Any questions from the reading?
From the article, we can see the importance of data science in chemical engineering. My question is, how much effort should we put in data science and traditional experiments respectively? It seems data science combined with simulations can do lots of stuffs. I mean, is it possible that in the future, 90% of research will do computation, and the remaining will do experiments which are already predicted by machine, or do some tests in order to generate some data?
Another question which is not much related to the article, will we get enough skills doing data science at the end of this quarter?
Provide your brief summary here in markdown format. Please make every effort that it is free from typos and grammatical mistakes. Excessive typos or basic grammatical mistakes (i.e., that interfere with readability) will be marked down (no pun) 15%. There are Jupyter plug-ins that can do spell-check, but if you are concerned it might be faster to just copy-paste your summary and then format it correctly.
Metal-organic frameworks (MOF) are a kind of nanoporous solids formed by metal ions or clusters and polydentate organic linkers, being used widely in gas separation and storage, catalysis, nonlinear optics, sensing, controlled drug release, and light-harvesting. By a grand canonical Monte Carlo (GCMC) simulations, structural and functional properties of a MOF can be calculated in great agreement with experimental results. However, in computational screening, there are hundreds of thousands of hypothetical MOFs structures because of massive libraries of hypothetical nanoporous materials, making GCMC simulations impossible.

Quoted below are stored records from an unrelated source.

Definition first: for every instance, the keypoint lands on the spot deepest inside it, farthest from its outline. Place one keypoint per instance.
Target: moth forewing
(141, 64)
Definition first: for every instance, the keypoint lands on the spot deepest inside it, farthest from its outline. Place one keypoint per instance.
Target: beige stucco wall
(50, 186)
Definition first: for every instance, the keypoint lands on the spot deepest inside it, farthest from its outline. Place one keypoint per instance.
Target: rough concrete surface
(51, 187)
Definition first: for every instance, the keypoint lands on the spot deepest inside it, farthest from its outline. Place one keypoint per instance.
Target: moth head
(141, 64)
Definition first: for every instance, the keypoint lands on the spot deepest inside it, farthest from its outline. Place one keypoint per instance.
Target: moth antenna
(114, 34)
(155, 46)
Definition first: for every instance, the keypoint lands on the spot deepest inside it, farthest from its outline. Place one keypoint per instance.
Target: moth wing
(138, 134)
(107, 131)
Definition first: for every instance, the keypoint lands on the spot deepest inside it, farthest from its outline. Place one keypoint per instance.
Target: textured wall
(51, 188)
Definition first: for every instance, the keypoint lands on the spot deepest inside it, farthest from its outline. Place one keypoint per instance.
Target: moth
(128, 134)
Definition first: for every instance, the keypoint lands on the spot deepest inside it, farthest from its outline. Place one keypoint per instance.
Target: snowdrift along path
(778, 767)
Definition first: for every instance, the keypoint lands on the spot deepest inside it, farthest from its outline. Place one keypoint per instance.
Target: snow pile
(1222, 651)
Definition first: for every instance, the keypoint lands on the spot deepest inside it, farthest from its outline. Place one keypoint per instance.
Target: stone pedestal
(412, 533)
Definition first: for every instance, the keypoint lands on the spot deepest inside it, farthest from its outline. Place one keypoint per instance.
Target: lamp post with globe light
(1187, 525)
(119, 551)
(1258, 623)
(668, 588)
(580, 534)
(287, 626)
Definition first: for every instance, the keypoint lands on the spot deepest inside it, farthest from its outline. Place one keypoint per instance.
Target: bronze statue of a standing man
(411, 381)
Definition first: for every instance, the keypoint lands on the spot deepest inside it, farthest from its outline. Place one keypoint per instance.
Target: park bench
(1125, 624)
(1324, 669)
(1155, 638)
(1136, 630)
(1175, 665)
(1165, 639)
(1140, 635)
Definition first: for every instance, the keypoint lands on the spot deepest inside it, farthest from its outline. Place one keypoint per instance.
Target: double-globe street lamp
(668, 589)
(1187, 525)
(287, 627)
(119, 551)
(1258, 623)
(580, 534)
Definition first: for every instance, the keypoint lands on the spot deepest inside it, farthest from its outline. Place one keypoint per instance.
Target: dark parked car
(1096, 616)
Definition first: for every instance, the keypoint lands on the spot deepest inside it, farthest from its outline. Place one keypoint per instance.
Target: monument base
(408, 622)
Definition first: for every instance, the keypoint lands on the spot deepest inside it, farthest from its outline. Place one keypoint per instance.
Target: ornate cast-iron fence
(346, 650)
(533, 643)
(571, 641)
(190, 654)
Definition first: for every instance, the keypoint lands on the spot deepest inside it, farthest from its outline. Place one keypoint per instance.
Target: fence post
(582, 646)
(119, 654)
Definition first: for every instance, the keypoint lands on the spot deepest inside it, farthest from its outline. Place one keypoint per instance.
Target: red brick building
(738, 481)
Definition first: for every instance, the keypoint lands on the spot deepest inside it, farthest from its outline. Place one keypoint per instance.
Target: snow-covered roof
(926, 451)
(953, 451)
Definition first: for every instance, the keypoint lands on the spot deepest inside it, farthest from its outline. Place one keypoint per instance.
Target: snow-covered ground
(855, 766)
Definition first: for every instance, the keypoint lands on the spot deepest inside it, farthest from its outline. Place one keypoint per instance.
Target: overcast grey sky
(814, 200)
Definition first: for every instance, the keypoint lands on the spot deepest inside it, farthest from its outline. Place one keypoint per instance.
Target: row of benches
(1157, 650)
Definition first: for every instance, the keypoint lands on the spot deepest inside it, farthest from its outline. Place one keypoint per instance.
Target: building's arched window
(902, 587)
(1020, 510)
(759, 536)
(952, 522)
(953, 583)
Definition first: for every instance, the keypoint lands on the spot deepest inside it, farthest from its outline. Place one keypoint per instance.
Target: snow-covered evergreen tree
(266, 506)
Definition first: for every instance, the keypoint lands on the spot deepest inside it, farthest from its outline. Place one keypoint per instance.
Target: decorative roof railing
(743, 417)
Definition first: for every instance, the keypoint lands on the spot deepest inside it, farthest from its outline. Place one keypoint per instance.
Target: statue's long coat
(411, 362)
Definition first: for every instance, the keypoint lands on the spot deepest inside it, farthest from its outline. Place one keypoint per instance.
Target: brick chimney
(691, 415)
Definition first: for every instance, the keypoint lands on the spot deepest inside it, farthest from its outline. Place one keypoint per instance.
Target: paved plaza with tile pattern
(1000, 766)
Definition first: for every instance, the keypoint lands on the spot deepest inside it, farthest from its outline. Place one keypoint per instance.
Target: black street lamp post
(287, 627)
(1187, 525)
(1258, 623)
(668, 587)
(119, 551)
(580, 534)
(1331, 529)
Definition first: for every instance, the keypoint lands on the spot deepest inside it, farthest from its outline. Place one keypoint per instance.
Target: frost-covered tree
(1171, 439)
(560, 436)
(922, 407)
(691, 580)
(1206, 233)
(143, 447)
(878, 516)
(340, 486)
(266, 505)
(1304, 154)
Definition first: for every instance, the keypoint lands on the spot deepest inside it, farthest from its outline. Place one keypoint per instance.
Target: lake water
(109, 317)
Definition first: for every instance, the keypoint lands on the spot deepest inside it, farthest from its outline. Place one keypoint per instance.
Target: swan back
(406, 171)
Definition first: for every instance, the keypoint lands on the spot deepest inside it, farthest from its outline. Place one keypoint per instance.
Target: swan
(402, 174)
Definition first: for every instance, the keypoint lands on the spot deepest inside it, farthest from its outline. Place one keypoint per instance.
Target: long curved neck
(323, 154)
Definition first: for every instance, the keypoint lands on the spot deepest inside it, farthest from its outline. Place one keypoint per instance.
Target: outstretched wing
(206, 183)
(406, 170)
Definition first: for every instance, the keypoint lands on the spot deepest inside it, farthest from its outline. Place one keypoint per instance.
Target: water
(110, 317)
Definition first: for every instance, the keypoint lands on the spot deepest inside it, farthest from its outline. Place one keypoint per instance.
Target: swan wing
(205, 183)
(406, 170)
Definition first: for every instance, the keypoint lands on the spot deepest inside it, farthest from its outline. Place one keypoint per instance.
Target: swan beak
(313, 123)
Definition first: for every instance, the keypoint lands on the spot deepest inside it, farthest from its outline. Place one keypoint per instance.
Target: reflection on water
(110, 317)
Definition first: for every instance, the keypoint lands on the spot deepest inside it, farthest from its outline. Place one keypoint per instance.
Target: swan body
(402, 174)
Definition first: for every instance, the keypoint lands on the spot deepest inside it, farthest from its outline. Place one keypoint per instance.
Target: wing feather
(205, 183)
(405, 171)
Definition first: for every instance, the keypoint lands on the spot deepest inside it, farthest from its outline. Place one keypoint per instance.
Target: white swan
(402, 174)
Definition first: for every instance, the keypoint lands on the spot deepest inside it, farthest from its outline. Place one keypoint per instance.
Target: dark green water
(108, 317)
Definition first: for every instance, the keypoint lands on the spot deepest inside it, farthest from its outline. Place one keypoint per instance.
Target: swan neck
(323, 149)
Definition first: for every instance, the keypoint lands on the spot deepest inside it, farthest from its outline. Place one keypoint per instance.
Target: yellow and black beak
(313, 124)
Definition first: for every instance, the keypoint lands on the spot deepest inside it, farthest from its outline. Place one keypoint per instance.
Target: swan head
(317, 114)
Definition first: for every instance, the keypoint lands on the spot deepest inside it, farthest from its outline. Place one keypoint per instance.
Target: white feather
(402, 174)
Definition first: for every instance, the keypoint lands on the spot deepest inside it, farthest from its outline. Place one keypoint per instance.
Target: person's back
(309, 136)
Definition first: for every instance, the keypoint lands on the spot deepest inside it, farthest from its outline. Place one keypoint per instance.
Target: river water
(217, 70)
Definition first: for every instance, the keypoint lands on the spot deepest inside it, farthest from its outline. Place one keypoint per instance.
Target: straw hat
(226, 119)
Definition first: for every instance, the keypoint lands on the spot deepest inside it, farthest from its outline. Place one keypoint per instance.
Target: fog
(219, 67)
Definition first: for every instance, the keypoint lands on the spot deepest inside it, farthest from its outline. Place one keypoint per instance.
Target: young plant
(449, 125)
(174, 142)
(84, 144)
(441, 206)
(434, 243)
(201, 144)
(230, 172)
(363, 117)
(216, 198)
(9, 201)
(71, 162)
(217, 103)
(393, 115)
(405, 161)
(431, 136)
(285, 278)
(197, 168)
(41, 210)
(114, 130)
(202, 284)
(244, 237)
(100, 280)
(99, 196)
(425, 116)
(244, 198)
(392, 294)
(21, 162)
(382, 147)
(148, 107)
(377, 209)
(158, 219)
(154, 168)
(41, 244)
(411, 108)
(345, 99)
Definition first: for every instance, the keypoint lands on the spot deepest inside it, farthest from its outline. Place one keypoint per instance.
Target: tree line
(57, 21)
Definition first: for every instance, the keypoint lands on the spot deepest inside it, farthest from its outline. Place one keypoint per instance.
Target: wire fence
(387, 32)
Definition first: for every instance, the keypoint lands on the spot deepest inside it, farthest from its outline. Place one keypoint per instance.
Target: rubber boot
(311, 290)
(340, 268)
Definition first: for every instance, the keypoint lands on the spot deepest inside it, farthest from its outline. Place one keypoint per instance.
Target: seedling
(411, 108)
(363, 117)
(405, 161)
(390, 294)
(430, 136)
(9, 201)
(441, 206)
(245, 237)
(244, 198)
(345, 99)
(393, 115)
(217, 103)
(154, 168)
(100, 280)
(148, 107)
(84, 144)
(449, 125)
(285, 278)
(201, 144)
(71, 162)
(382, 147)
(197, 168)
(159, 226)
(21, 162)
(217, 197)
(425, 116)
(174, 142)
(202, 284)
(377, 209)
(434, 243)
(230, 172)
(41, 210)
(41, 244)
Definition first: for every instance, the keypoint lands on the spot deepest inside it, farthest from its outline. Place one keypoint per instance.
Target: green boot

In this article, they used machine learning and cheminformatic models to preselect high-performing structures and discard low ones. They developed accurate quantitative structure-property relationship (QSPR) models by purely geometrical features of the material, like pore size, surface area, and void fraction, and combined with atomic property–weighted radial distribution function (AP-RDF) descriptor to predict CO2 uptake in MOFs. A database of 324,500 hypothetical MOF structures is generated. They selected 10% of the database to form the calibration set randomly used to train the QSPR models. The remaining MOFs formed the test set used to validate their models. GCMC simulations were used to calculate the CO2 uptake of all MOFs. A MOF is classified as high-performing if it possesses an uptake of greater than 4 mmol/g at 1 bar CO2, as low-performing if it is below 4 mmol/g. Then a cutoff parameter can be used at run-time to decide which one is worth of more compute intensive screening. By using this classifier, we would reduce the large number of required GCMC simulations.